February 01, 2005

Building the new database, pt 1

Sometimes I just don't have time to keep up with the pace of conversation in the blogosphere. Perhaps because most of the members are pro-am pundits or journalists they can pull it off :-)

Anyway, related to this, I have a few thoughts brewing on that database debate that Adam Bosworth kicked off a few weeks ago, about how database vendors are providing less of what customers want, and open source could fill the gap. I also caught the radio show where Bosworth & co suggest there should be an easier way to do it than how we do it today.

Here's the nutshell, speaking as an Oracle DBA and one-time object database nerd. It really is hard. It will be easier, but the baseline of knowledge on how databases actually work is so _low_ out there, it's going to take a while. And in terms of specific features - dynamic partitioning and modern indexing, vendors like Oracle *are* providing these things, and they're not tremendoulsy hard to use, it's just that people don't bloody spend the time to learn them.

There's a cultural problem in the database community at work here -- there is too much emphasis on "operations" and not enough on "development" and "play". AskTom.oracle.com is probably the best example of a "DBA playground" , in terms of the attitude of information sharing and trying out ideas -- and is quite inspiring as to what one can do, very productively, with modern databases.
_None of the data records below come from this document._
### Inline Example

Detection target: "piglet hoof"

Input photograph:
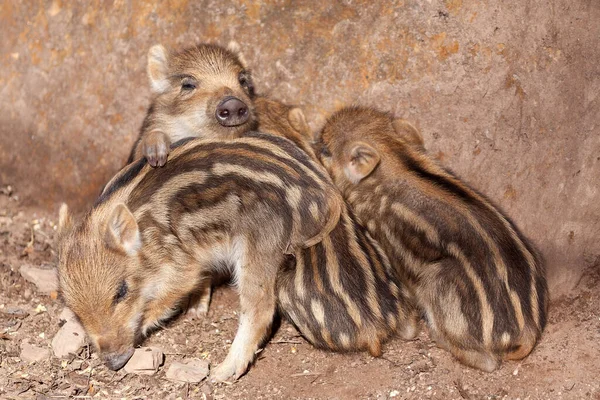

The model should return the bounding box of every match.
[210,362,237,383]
[210,360,248,383]
[185,304,208,320]
[142,132,169,167]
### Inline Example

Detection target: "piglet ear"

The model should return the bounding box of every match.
[227,40,248,68]
[392,118,425,149]
[147,44,169,94]
[104,203,142,256]
[344,142,381,184]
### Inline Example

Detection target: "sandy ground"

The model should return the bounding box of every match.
[0,188,600,399]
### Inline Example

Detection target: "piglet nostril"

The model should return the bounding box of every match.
[215,96,249,127]
[103,348,134,371]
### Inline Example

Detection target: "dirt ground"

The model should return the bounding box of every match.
[0,187,600,400]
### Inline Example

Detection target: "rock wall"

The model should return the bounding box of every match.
[0,0,600,297]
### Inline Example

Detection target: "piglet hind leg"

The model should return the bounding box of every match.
[186,278,212,319]
[211,255,281,382]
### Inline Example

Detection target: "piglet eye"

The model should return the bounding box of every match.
[114,281,129,304]
[238,71,254,96]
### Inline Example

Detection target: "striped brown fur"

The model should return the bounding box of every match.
[59,133,342,380]
[255,97,418,356]
[315,108,548,371]
[128,42,256,166]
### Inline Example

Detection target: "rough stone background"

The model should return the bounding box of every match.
[0,0,600,297]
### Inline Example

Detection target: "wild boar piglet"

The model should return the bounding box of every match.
[315,108,548,371]
[255,97,418,356]
[58,133,342,381]
[128,42,256,166]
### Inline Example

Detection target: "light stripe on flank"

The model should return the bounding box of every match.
[173,195,240,240]
[447,243,494,348]
[308,201,321,221]
[387,307,402,329]
[312,247,328,294]
[338,332,350,349]
[462,211,525,330]
[342,209,382,319]
[285,186,302,244]
[310,299,337,349]
[310,299,325,327]
[381,223,423,276]
[390,202,440,245]
[323,236,362,329]
[379,195,389,215]
[244,137,329,182]
[133,171,208,226]
[211,163,285,188]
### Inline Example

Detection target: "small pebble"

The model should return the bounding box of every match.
[19,264,58,294]
[124,347,165,375]
[166,358,208,383]
[19,342,50,362]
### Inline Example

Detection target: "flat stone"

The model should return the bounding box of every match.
[124,347,165,375]
[166,358,208,383]
[52,308,85,358]
[19,342,50,362]
[19,264,58,294]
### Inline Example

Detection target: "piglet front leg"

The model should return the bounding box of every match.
[211,257,281,382]
[140,131,171,167]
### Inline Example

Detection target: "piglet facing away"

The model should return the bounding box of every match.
[255,97,418,357]
[315,108,548,371]
[58,134,342,381]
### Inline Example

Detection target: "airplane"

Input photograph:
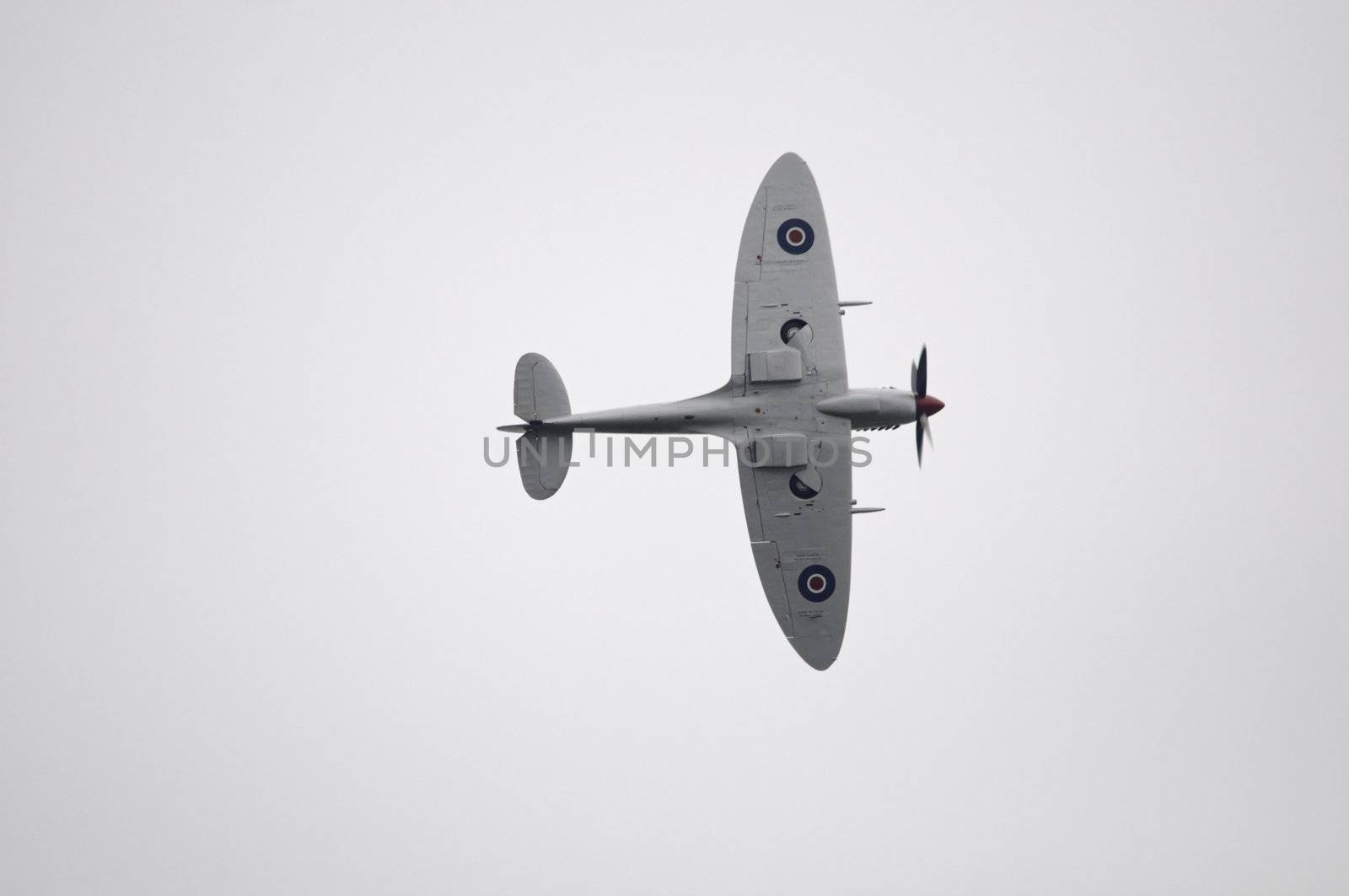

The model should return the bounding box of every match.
[497,153,944,671]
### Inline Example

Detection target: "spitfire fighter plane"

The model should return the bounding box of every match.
[501,153,943,669]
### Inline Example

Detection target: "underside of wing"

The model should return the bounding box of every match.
[739,418,852,669]
[731,153,847,397]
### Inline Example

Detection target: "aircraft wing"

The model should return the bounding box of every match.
[737,417,852,669]
[731,153,852,669]
[731,153,847,397]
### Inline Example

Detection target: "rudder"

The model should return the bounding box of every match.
[515,352,572,501]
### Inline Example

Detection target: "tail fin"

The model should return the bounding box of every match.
[515,352,572,501]
[515,352,572,424]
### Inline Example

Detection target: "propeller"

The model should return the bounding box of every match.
[909,346,946,467]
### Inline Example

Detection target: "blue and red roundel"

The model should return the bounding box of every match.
[777,217,814,255]
[796,563,834,604]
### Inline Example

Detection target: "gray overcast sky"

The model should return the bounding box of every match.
[0,3,1349,896]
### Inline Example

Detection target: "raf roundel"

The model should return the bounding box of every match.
[777,217,814,255]
[796,563,835,604]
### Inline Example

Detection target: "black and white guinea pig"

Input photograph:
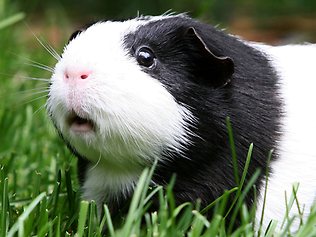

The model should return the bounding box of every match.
[47,15,316,231]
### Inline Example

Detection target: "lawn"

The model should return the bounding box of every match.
[0,1,316,237]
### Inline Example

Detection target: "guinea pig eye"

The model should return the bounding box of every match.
[136,47,156,67]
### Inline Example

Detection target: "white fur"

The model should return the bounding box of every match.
[47,17,193,205]
[255,45,316,230]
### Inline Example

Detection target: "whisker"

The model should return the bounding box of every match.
[24,62,54,72]
[19,76,50,82]
[17,88,49,95]
[23,95,47,104]
[11,52,54,72]
[33,104,46,116]
[29,25,61,61]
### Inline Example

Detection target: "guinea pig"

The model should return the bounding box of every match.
[47,14,316,232]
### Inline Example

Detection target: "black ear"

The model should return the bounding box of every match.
[185,27,234,87]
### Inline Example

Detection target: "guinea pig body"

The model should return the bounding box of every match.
[47,15,316,231]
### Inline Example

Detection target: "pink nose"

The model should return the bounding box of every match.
[64,71,91,81]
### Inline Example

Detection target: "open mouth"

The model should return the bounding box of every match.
[67,112,94,133]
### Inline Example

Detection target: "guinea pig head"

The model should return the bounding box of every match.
[47,16,234,170]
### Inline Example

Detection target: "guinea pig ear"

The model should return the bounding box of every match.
[185,27,234,87]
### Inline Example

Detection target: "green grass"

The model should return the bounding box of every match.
[0,1,316,237]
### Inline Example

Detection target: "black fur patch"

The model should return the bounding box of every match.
[125,16,282,215]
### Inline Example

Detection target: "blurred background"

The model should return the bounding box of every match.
[5,0,316,44]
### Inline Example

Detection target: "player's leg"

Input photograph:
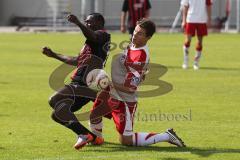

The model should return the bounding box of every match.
[193,36,203,70]
[193,23,208,70]
[113,103,185,147]
[89,90,112,145]
[182,35,192,69]
[49,84,96,149]
[182,23,195,69]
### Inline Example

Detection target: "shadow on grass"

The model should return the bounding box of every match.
[0,147,5,150]
[167,66,240,71]
[0,114,9,117]
[88,142,240,157]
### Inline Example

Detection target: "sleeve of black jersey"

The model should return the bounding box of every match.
[146,0,152,10]
[95,31,110,44]
[122,0,128,12]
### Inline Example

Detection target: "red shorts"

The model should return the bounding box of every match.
[185,23,208,36]
[90,91,137,136]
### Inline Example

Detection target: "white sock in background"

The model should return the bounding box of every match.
[89,122,103,137]
[194,51,202,65]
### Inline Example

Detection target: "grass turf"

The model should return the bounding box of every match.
[0,33,240,160]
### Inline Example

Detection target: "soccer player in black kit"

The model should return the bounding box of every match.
[42,13,110,149]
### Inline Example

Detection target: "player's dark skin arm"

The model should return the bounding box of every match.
[42,47,78,66]
[68,14,100,42]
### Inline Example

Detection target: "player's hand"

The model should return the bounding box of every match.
[181,21,186,29]
[120,25,126,33]
[42,47,56,57]
[67,14,79,24]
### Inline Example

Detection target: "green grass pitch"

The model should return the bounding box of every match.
[0,33,240,160]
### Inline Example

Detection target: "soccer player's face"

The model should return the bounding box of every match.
[132,25,149,47]
[84,15,97,31]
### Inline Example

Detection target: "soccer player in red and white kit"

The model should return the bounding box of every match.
[181,0,212,70]
[75,19,185,147]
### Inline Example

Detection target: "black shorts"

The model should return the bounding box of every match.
[50,82,97,112]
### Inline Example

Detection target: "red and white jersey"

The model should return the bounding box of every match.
[110,45,149,102]
[181,0,212,23]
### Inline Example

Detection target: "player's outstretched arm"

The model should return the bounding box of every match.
[67,14,98,42]
[42,47,78,66]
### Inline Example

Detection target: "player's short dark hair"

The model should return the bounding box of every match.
[137,18,156,37]
[90,13,105,26]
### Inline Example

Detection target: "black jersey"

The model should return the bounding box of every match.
[71,30,110,85]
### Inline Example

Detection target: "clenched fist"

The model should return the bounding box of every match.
[67,14,79,24]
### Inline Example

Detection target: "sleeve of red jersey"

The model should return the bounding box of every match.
[206,0,212,6]
[124,50,147,90]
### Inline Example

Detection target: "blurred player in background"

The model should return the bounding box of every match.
[75,19,185,147]
[121,0,151,35]
[42,13,110,149]
[181,0,212,70]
There's also confusion in basic assumptions of how one achieves scalability and reliability. If one's interested in this space, read (or re-read) In Search of Clusters for a feel of how this idea has evolved. There are many biases and perceptual challenges here. For example, Adam's use of the word "partitioning" already hints of a bias towards a particular style of parallelism (shared nothing), something that may be more applicable to Google's case than Federal Express' case. Few cluster architectures are "general purpose" to fit all cases (though Oracle argues that shared-disk and RAC are general purpose 'enough').
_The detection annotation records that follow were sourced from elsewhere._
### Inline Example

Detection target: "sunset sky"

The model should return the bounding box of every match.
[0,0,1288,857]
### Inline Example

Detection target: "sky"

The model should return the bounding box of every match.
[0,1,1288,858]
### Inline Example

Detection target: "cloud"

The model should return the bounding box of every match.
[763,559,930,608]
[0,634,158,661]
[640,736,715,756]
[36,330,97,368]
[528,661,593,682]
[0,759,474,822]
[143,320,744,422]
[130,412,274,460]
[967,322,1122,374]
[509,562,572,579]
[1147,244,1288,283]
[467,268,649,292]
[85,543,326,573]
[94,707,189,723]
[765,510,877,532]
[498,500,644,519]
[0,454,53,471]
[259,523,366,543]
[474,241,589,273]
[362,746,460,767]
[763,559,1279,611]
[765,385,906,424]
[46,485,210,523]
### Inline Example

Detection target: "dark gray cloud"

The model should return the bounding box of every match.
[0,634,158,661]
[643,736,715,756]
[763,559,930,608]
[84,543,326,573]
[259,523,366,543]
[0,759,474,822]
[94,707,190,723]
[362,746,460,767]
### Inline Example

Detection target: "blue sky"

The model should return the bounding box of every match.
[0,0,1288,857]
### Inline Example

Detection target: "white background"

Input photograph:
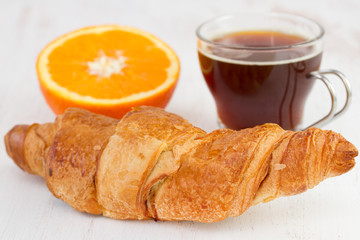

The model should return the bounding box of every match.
[0,0,360,240]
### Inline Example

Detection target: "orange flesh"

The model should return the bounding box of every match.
[48,30,170,99]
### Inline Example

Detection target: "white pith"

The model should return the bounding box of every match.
[38,25,180,105]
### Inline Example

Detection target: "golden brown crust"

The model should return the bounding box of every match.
[45,109,118,214]
[5,107,358,222]
[4,125,34,174]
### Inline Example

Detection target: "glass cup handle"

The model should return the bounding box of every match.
[304,69,352,130]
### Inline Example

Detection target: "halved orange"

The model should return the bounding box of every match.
[36,25,180,118]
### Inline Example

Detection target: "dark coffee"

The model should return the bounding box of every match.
[198,31,322,130]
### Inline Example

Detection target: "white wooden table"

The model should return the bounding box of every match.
[0,0,360,240]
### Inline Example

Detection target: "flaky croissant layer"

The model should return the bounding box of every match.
[5,107,358,222]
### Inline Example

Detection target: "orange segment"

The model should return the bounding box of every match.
[37,25,180,117]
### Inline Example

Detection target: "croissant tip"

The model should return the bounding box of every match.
[4,125,32,173]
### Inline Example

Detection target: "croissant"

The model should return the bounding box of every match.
[5,107,358,222]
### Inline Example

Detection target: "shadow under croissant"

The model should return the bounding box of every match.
[5,107,358,224]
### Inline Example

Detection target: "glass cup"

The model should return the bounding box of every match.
[196,13,351,130]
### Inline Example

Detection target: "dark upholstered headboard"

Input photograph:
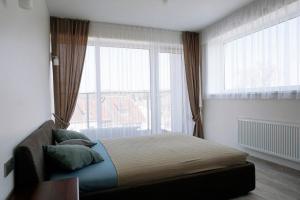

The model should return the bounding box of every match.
[14,120,54,187]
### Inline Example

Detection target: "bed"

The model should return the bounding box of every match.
[14,121,255,199]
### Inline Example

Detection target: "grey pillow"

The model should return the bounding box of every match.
[57,139,97,147]
[43,145,103,171]
[52,129,90,143]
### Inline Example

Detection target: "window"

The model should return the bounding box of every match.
[69,40,189,138]
[202,1,300,99]
[224,17,300,91]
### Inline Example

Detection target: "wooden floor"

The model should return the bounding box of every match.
[234,157,300,200]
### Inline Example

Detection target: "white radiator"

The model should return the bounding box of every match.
[238,119,300,162]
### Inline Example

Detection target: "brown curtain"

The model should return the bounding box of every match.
[182,32,204,138]
[50,17,89,128]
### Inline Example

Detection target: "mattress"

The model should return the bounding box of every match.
[102,134,247,186]
[50,134,247,193]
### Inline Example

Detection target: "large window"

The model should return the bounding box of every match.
[202,0,300,99]
[69,43,189,138]
[224,17,300,91]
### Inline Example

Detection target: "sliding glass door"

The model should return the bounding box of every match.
[69,41,192,138]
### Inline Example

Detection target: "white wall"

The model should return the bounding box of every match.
[204,99,300,170]
[0,0,51,200]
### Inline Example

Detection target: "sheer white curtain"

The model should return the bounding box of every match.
[202,0,300,98]
[70,23,193,138]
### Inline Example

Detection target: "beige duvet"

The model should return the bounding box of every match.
[102,135,247,186]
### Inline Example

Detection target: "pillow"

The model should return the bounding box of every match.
[43,145,103,171]
[52,129,90,143]
[57,139,97,147]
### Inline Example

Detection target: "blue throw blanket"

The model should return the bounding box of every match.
[50,141,118,192]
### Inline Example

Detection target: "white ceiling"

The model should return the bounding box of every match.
[46,0,253,31]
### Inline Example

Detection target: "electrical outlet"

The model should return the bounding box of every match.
[4,158,14,177]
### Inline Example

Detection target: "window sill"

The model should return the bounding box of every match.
[204,90,300,100]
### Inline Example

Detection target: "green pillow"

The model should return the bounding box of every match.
[52,129,90,143]
[57,139,97,147]
[43,145,103,171]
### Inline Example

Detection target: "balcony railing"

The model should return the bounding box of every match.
[70,91,171,138]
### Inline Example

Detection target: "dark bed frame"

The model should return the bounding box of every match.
[14,120,255,200]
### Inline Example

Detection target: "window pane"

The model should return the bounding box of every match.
[69,46,96,131]
[100,47,150,132]
[224,17,300,90]
[159,53,172,131]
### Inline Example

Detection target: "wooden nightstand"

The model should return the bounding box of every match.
[9,178,79,200]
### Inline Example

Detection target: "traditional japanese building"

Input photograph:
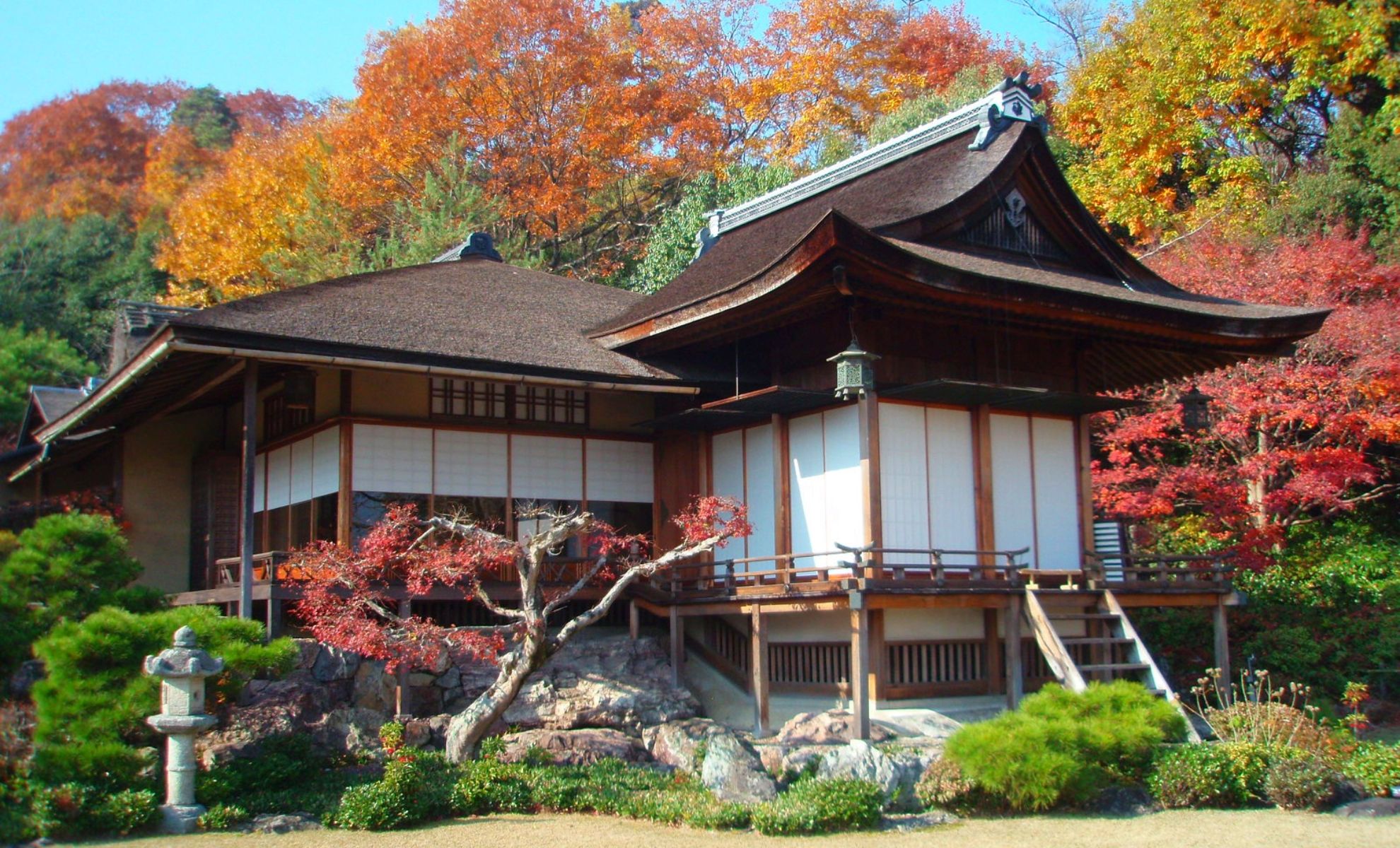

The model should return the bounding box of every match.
[11,77,1326,725]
As for things like "dynamic schema", I am curious. Object databases like Gemstone provided this 10 years ago, and some companies , particularly Utilities and Container shipping companies, use schema evolution to great effect in their billling, routing, or trouble ticketing systems. But it wasn't enough for OODB's to catch on. Today, it's not a completely solved problem, but it's something that , for example, Oracle is working hard on. Every release they add new maintenance features that allow schema evolution without downtime -- first index rebuilding, then partition swapping, and now complete online table re-organization -- only with a quick table lock at the beginning and end of the operation. There's a whole discussion here about where should abstraction begin & end that I could get into (particularly about people that insist on building an abstract layer on top of their relational databases, which are already, guess what, an abstract layer on top of a filesystem).

Adam suggests that if these features do exist , vendors aren't explaining them or pushing them well enough. That may be true, but there's a deeper cause, I think. Generally I *do not* see these kinds of requests from most customers. They're having a hard enough time with 'static' requirements and techniques. Dynamic ones are too scary. Only the sophisticated customers, driven by deeply technical people, ask for these kinds of features. (These are the people one dreams of working for :)

Does Oracle listen to these people? Absolutely. The engineers know this stuff matters. But can they sell it in a marketing deck? It's a different audience. Perhaps that's why we don't hear about this stuff.

I'll expand on this in future.

Posted by stu at February 1, 2005 11:03 AM